Redonner sa place à la contractualisation et au projet
Plusieurs facteurs poussent aujourd'hui à inverser le mouvement, c'est-à-dire à redonner un rôle central au projet, à réduire la part des financements paramétrés et à faire de la contractualisation un instrument du développement d'un système d'enseignement supérieur qui couvre toutes les missions et qui reconnaisse chacune d'elles.

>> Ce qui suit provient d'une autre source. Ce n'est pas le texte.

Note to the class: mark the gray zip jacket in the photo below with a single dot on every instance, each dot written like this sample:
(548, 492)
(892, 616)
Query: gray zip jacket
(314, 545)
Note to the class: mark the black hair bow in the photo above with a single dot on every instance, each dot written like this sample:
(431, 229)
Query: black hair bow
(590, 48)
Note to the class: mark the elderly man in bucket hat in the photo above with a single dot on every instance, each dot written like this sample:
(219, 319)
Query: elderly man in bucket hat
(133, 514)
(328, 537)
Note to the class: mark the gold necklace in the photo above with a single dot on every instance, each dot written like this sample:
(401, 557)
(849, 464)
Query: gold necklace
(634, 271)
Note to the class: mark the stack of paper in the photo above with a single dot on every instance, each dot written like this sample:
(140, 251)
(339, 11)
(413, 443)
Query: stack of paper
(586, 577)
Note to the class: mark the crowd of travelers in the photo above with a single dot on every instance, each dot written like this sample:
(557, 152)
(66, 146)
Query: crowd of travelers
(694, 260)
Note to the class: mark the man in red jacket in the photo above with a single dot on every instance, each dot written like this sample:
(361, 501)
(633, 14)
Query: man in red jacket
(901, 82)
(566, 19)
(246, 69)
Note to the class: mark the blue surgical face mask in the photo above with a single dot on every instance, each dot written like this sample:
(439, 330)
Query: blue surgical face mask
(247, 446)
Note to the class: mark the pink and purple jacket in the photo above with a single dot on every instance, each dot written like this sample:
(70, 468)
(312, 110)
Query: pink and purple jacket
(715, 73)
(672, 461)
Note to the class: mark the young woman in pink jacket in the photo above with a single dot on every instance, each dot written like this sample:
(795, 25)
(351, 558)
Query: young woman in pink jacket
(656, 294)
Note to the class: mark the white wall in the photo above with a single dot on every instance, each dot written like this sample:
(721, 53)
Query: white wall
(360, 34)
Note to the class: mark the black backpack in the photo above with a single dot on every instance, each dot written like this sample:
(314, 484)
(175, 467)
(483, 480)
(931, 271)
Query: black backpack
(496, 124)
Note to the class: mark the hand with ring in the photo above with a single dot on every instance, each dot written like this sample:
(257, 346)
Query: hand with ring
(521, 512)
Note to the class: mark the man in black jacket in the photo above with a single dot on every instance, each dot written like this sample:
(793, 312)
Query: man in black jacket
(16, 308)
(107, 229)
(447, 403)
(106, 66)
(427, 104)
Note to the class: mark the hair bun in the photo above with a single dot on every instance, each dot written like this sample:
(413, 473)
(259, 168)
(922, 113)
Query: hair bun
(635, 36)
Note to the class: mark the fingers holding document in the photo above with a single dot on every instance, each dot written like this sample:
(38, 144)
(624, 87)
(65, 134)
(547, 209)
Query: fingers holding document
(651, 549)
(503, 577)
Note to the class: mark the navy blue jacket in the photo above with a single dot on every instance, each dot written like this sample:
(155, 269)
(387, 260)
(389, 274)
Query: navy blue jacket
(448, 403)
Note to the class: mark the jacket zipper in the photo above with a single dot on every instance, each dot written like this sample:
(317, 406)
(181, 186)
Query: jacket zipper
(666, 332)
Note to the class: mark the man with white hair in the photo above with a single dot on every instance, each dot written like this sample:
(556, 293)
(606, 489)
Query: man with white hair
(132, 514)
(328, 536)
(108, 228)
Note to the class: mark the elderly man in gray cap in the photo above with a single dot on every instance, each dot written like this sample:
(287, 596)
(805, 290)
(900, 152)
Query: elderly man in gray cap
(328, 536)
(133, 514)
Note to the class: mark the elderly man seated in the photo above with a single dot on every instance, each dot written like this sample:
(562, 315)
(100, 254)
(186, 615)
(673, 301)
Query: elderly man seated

Tout d’abord, l’enseignement universitaire français a longtemps été dominé par un principe égalitaire qui postulait qu’une université était équivalente à une autre université, un diplôme délivré à A équivalent à celui délivré à B, un professeur à un autre professeur. Ce principe a été remplacé par celui de la performance depuis le milieu des années 2000. L’équivalence universitaire sur l’ensemble du territoire était par ailleurs plus un mythe qu’une réalité car la diversification des établissements, en fonction de leur territoire, de leurs publics, des acteurs administratifs et politiques locaux, de leurs activités, etc. existait bien longtemps avant le tournant des années 2005. Et cette diversification n’avait cessé de s’accroître sous l’effet de la croissance quantitative de l’enseignement supérieur et de la recherche : les 310 000 étudiants de 1960 sont devenus 2,7 millions de jeunes gens et de jeunes femmes aux aspirations, aux compétences et aux perspectives multiples. Et les 8 000 enseignants-chercheurs sont aujourd’hui un peu plus de 55 000 titulaires parmi les 90 000 enseignants du supérieur recensés par le ministère en 2020. Prétendre qu’ils constituent une communauté homogène et cohérente ne résiste pas à l’épreuve des faits. Et il en va de même des établissements dont les statuts, l’histoire, la composition disciplinaire, l’offre de formation et les thématiques de recherche varient depuis toujours.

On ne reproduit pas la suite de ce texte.